In 2018, Congress passed the Economic Growth, Regulatory Relief, and Consumer Protection Act of 2018,133 creating a handful of exceptions to Dodd-Frank’s TILA protections for mortgage borrowers. The TILA-related provisions are discussed below, followed by an analysis of the applicable effective dates.

Section 101 of Pub. L. No. 115-174 expands the presumption of compliance (known as the “qualified mortgage”) with TILA’s requirement that a creditor make a reasonable and good faith determination that the consumer has a reasonable ability to repay the mortgage loan, including taxes and insurance. The provision codifies aspects of the existing regulation while increasing the asset threshold for eligible institutions to those with assets below $10 billion. To qualify for the exclusion, the creditor must avoid using certain loan terms and must comply with verification standards regarding the consumer’s ability to repay. Finally, restrictions on the subsequent sale of that mortgage loan apply. These changes are discussed in § 9.3.3, infra.

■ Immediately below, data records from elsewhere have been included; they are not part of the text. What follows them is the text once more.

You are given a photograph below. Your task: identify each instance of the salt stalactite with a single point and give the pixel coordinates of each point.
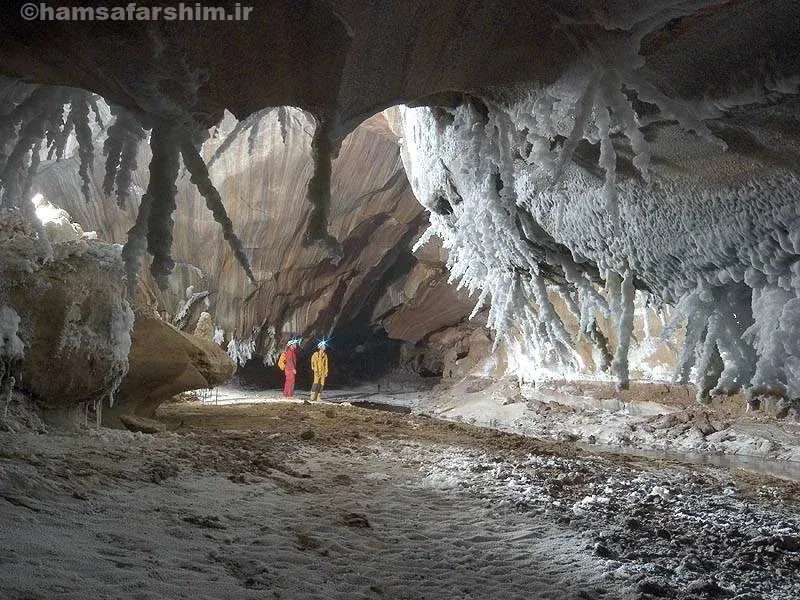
(162, 190)
(12, 350)
(121, 148)
(79, 117)
(283, 121)
(573, 216)
(624, 323)
(199, 176)
(135, 247)
(318, 192)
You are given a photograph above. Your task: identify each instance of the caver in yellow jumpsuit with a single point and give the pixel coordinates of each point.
(319, 366)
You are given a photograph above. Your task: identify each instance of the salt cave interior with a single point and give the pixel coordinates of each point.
(525, 191)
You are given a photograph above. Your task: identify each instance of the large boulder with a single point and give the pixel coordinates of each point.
(163, 362)
(75, 324)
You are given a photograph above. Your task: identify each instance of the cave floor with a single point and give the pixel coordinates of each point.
(294, 500)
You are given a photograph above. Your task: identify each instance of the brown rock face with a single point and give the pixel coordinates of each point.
(262, 171)
(164, 362)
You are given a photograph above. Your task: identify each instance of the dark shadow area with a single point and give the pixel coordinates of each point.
(356, 354)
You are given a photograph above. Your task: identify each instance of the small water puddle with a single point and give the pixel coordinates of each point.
(784, 469)
(381, 406)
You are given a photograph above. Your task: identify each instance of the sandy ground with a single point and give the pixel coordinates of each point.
(294, 500)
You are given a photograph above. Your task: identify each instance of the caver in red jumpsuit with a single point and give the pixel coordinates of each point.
(289, 370)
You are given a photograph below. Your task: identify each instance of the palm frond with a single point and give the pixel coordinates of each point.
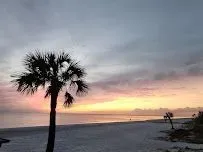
(27, 82)
(68, 99)
(62, 58)
(73, 71)
(82, 87)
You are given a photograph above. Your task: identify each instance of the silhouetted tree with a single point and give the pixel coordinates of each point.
(53, 72)
(169, 116)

Section 102 amended the compensation rules under the appraisal independence standards added by the Dodd-Frank Act to clarify that where a fee appraiser voluntarily donates appraisal services to an organization eligible to receive tax-deductible charitable contributions, the donation shall be considered customary and reasonable for the purposes of the fee rule. This change is addressed in § 9.4.2, infra.

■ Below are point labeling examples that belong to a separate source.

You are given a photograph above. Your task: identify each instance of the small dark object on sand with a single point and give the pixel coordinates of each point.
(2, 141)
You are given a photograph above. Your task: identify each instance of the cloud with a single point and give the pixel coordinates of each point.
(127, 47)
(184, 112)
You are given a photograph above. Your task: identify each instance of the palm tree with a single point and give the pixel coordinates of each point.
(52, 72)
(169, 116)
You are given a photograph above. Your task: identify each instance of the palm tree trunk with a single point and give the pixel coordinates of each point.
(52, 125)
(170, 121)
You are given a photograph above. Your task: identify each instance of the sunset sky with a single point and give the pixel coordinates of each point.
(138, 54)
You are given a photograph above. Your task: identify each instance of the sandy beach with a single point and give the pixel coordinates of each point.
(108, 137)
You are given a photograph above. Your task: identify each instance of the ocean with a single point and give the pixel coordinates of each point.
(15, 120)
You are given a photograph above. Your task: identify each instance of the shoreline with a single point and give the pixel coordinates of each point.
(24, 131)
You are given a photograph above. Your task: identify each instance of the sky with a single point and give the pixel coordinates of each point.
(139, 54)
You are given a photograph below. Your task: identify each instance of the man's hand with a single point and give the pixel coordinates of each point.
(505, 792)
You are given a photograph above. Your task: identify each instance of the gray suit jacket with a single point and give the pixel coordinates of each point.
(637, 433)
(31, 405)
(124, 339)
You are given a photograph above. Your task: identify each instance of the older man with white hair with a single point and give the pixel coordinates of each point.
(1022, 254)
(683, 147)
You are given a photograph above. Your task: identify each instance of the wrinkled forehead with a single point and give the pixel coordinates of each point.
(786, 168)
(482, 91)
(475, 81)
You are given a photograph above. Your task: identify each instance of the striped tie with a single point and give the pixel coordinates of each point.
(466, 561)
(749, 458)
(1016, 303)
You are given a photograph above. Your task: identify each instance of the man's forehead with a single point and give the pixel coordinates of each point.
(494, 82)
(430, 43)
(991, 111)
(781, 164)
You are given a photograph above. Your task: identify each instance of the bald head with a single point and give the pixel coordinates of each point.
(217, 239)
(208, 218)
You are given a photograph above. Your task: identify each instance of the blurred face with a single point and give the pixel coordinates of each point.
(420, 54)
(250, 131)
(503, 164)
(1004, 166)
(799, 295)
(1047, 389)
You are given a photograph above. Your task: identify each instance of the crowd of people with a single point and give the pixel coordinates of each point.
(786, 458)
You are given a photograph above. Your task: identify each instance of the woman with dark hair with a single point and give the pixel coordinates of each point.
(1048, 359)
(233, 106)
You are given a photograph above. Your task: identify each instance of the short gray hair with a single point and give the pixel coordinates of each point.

Section 107 amended TILA by excluding most manufactured home dealers from TILA’s definition of a “mortgage originator.” As a result, these dealers need not comply with the Act’s loan originator compensation provisions, including a prohibition on receiving compensation based on the terms of a loan (other than the loan’s size). To be excluded from the definition of a mortgage originator, the manufactured home dealer must limit its receipt of direct compensation and disclose its affiliation with a lender, and not directly negotiate loan terms. This change is addressed in § 9.3.2, infra.

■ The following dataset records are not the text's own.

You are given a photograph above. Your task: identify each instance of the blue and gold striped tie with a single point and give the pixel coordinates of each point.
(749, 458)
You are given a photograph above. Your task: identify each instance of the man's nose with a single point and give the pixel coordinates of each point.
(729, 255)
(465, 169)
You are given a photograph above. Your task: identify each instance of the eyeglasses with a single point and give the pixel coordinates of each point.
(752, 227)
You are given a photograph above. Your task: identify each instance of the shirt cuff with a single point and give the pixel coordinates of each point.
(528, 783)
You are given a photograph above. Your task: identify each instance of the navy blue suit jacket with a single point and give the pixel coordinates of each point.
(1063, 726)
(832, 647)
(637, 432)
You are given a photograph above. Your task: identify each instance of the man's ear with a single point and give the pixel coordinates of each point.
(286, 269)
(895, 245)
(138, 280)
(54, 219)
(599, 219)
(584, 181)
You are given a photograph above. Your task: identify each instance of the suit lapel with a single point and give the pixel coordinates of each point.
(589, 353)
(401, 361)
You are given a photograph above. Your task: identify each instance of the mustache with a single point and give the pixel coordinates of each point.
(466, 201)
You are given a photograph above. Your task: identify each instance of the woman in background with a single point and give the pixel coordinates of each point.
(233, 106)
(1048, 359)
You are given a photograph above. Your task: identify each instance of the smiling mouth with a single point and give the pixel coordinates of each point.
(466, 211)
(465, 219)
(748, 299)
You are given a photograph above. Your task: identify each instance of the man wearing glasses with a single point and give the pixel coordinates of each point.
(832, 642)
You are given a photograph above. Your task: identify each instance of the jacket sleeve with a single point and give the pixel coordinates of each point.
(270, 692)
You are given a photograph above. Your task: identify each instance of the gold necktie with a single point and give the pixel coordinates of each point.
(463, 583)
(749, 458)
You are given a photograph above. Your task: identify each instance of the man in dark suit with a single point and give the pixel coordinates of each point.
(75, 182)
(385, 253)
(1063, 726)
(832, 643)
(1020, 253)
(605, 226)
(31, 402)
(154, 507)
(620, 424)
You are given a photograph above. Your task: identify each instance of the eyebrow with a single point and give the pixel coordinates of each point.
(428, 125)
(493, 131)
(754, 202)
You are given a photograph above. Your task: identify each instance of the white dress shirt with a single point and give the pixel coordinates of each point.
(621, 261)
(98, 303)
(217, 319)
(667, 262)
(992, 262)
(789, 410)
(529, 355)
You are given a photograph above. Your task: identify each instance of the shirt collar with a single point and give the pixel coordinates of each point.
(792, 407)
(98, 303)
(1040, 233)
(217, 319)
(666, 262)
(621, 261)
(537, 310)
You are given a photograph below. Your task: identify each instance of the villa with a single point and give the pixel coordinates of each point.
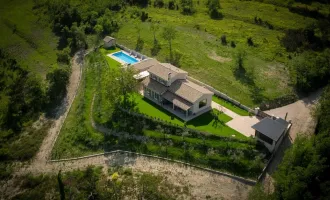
(169, 87)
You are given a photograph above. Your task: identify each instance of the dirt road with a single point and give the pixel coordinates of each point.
(44, 153)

Section 108 creates new exemptions from the current TILA’s escrow provisions for higher-priced mortgage loans. The new Act requires the CFPB to exempt by regulation any insured depository institutions or credit union with assets of $10 billion or less, that makes only a few first mortgages on a principal residence, and that meets three additional requirements. This change is addressed in § 9.5.4.5, infra.

Section 109 limited TILA’s timing requirement for early high-cost mortgage disclosures. The provision states that where a creditor makes a second offer of a mortgage loan, there is no longer a requirement that there be a three-day waiting period after the additional high-cost mortgage disclosures for the second offer if the second offer has a lower APR than the first offer.134 This change is addressed in § 9.6.6, infra.

Section 307 amended TILA to require the CFPB to issue regulations to apply the existing TILA ability-to-repay standards found in 15 U.S.C. § 1639c(a) to Property Assessed Clean Energy (PACE) loans, and to require that any violations of the regulations be privately enforceable under the TILA remedy provision.135 This amendment is described in § 9.3.3, infra. PACE loans and their coverage by TILA are addressed in § 2.4.9.3, supra, and throughout this treatise where relevant.

Footnotes

  • 133 {133} Pub. L. No. 115-174, 132 Stat. 1296 (2018).

  • 134 {134} The disclosures for high-cost mortgages are discussed at § 9.6.6, infra.

  • 135 {135} The specifics of the TILA ability-to-repay requirement are delineated in § 9.3.3, infra.